Methods for Learning About Your Community
Methods for learning about your commnity
The community study task group can gather information about the community of ministry in a variety of ways:
- Census data and other published reports: The census (available on the Internet, www.census.gov provides a wealth of demographic information and tracks changing trends. Ask your local librarian for help in accessing the census data for your community. Other kinds of reports on your community may also be available from a local university, the school board, the chamber of commerce, or another church.
- Maps: Detailed street maps can be obtained from the planning department of your municipal government. Or download a map from mapquest.com. See the Word & Deed Network resource list for Christian mapping software programs (e.g. the Mapping Center for Evangelism and Church Growth, mappingcenter.org). You can also draw your own map of your community based on your observations. Use Tool #29 to fill in the map with important characteristics of the community.
- Documents: Collect neighborhood publications, articles about the community in city newspapers, and newsletters from nonprofits that work in the community.

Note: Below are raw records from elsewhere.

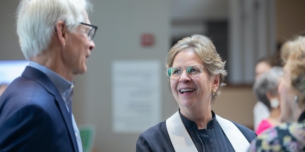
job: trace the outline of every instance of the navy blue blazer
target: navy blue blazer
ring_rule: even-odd
[[[49,78],[27,66],[0,96],[0,151],[78,151],[70,116]]]

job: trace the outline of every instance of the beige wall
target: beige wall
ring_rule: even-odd
[[[276,0],[277,40],[282,43],[305,31],[305,1]]]

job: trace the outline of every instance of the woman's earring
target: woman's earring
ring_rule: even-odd
[[[215,96],[215,94],[216,94],[216,90],[215,90],[215,89],[213,89],[213,90],[212,90],[212,96]]]
[[[294,102],[297,102],[297,100],[298,100],[298,96],[297,95],[294,95]]]
[[[280,102],[279,102],[279,100],[277,98],[274,98],[270,100],[270,105],[272,108],[277,108],[279,105]]]

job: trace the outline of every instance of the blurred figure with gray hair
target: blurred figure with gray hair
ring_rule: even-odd
[[[283,68],[274,66],[263,73],[255,81],[253,90],[256,98],[268,108],[269,116],[262,120],[255,133],[259,135],[266,129],[277,126],[281,123],[280,95],[278,87],[283,75]]]

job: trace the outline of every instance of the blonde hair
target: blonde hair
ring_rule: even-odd
[[[166,68],[172,66],[174,59],[179,52],[186,50],[191,50],[197,55],[207,69],[209,75],[220,75],[219,87],[216,94],[212,96],[211,102],[213,103],[216,97],[220,95],[221,89],[226,86],[224,83],[225,77],[227,75],[227,70],[225,69],[226,61],[222,60],[216,51],[215,46],[208,37],[194,34],[178,41],[171,48],[166,57]]]
[[[290,70],[291,85],[299,94],[298,103],[305,105],[305,36],[298,36],[287,42],[290,50],[286,57],[286,66]]]

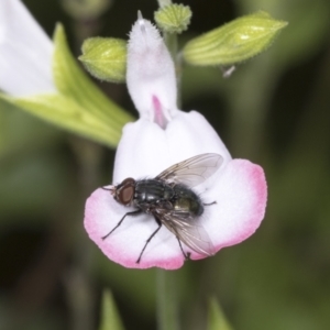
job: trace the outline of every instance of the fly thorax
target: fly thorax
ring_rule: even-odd
[[[173,202],[174,209],[178,212],[188,212],[193,216],[201,216],[204,206],[197,194],[186,186],[177,185],[175,187],[176,199]]]

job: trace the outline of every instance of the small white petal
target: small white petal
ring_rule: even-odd
[[[176,110],[174,63],[158,30],[142,18],[130,33],[127,82],[140,117],[164,128]]]
[[[16,97],[55,92],[53,51],[21,1],[0,1],[0,89]]]

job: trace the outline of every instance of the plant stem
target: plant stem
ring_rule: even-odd
[[[157,323],[158,330],[179,330],[177,272],[157,270]]]

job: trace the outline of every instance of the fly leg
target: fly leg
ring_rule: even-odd
[[[117,223],[117,226],[109,232],[107,233],[105,237],[102,237],[102,240],[106,240],[121,223],[122,221],[125,219],[127,216],[138,216],[142,212],[142,210],[136,210],[136,211],[132,211],[132,212],[127,212],[121,220]]]
[[[182,249],[182,252],[183,252],[183,255],[184,255],[185,260],[190,260],[190,252],[185,253],[185,251],[183,249],[182,241],[178,238],[176,238],[176,239],[177,239],[177,241],[178,241],[178,243],[180,245],[180,249]]]
[[[144,244],[144,246],[143,246],[143,249],[142,249],[140,255],[139,255],[139,258],[136,260],[136,264],[140,264],[142,254],[143,254],[143,252],[144,252],[146,245],[150,243],[150,241],[152,240],[152,238],[153,238],[153,237],[160,231],[160,229],[162,228],[162,222],[161,222],[161,220],[160,220],[158,218],[156,218],[156,217],[155,217],[155,220],[156,220],[156,222],[157,222],[157,224],[158,224],[158,228],[157,228],[157,229],[150,235],[150,238],[146,240],[146,242],[145,242],[145,244]]]

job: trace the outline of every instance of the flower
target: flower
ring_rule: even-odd
[[[215,253],[249,238],[264,218],[266,182],[262,167],[245,160],[232,160],[227,147],[198,112],[185,113],[176,107],[174,64],[158,31],[141,16],[130,33],[127,81],[140,119],[123,129],[113,182],[127,177],[153,178],[167,167],[202,153],[223,157],[218,172],[195,191],[207,206],[200,223]],[[134,208],[117,202],[110,191],[99,188],[86,202],[85,228],[92,241],[112,261],[135,268],[179,268],[185,257],[176,237],[164,226],[136,260],[146,240],[157,229],[152,216],[127,217]],[[183,244],[191,260],[205,257]]]
[[[15,97],[56,91],[54,45],[20,0],[0,1],[0,89]]]

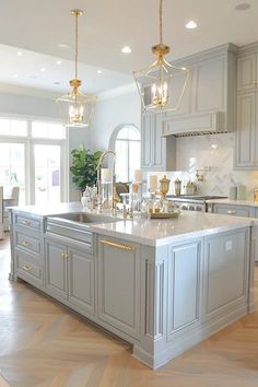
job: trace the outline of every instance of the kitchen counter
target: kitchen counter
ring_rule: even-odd
[[[149,246],[184,242],[258,224],[258,220],[196,211],[181,211],[178,219],[134,219],[91,225],[91,230],[108,236],[122,237]]]
[[[214,202],[214,201],[212,201]],[[218,202],[218,201],[215,201]],[[221,201],[220,201],[221,202]],[[222,201],[222,202],[228,202]],[[37,216],[56,216],[70,212],[84,212],[97,214],[96,211],[84,211],[80,202],[60,203],[56,206],[24,206],[13,208],[15,213],[24,213]],[[110,215],[108,212],[103,214]],[[108,236],[122,237],[149,246],[162,246],[169,243],[181,242],[189,237],[201,237],[215,233],[226,232],[258,224],[258,219],[246,219],[227,215],[210,214],[204,212],[181,211],[178,219],[141,219],[137,215],[133,219],[122,219],[121,213],[113,216],[115,222],[89,224],[89,228],[95,233]],[[117,221],[119,220],[119,221]]]
[[[254,200],[231,200],[231,199],[211,199],[207,200],[210,204],[231,204],[231,206],[249,206],[258,207],[258,202]]]
[[[82,212],[80,202],[10,211],[10,279],[127,340],[152,368],[254,310],[253,218],[85,224],[54,216]]]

- Surveys: Written or oral questionnaires ask community members to identify local needs, issues, and assets. If church members are not from the community, try to pair each member on the survey team with a local resident who knows the people in the neighborhood. While surveys can also gather information about people's background and interests, they should not be too personal or intrusive. Tool #32 provides a sample survey format.
- Interviews: Identify leaders and "insiders" in the community (elected officials, business leaders, community organizers, other pastors, long-time residents) to interview. Also include interviews with "ordinary" members of the community. Ask about their experiences and views of the community, their perceptions of your church, and their suggestions for how the church could impact the community's well-being. See "Networking in the community", and Tool #33 for a sample interview guide and networking log.
- Focus groups: Gather a group of community members to share their insights. Groups can either reflect the diversity of the community or share a common key characteristic (such as seniors, or parents of teenagers). It is helpful to start by asking broad questions about people's opinions and observations of community life - their fears, gripes, prides and hopes. As your ministry focus narrows, focus groups can target specific questions (such as what kinds of ministries for seniors are needed, or why people think so many local teens are becoming pregnant).
- Community informant panel: Invite a selection of experts on the community - e.g., a school principal, city council representative, police officer, business leader, and neighborhood association representative - to a meeting at the church where each can give a brief presentation on the community and answer questions.
- Observation: Conduct visual surveys by foot ("walking surveys") and by car ("windshield surveys"). (See Tool #31 for questions to guide your observations.) Make an effort to seek out the hidden corners, the people living on the margins.
- Participation: Participant observation in a spirit of Christian servanthood-as distinct from voyeurish, gawking "slumming"-is especially important if your community of ministry is geographically, culturally or economically distant from your own. Suggested activities to help church members soak in community life and become more familiar with the area include:
- shopping, eating, and walking in the neighborhood;
- riding public transportation into and around the community rather than driving;
- spending a few hours in the waiting room of the local emergency room or welfare office;
- hanging out in public spaces like parks or libraries;
- volunteering at a homeless shelter or other local service agency;
- attending civic, cultural, sporting, or seasonal events (town meetings, concerts, Little League games, Easter parades);
- worshiping at church services in the neighborhood.
"Insiders": Use church members as a resource: members who live in the community of ministry; who came to your church as a result of your community outreach; or who work in the community, particularly in service positions such as health care providers and teachers.
In selecting your community assessment methods, seek a balance of qualitative and quantitative information, as the Handbook for Urban Church Ministries (p. 13) explains:
You are looking for both objective and intuitive information. Intuitive insight about the neighborhood, as you can gain from conversations with residents, for example, puts living human faces on social circumstances. Objective information, as found in sources like census data, broadens individual experiences to community trends. Based on intuition alone, you might end up creating an entire program to meet needs that only one or two families are experiencing. Working with data alone, you risk becoming simply another social service agency, missing the warmth of gospel love for God's people around you.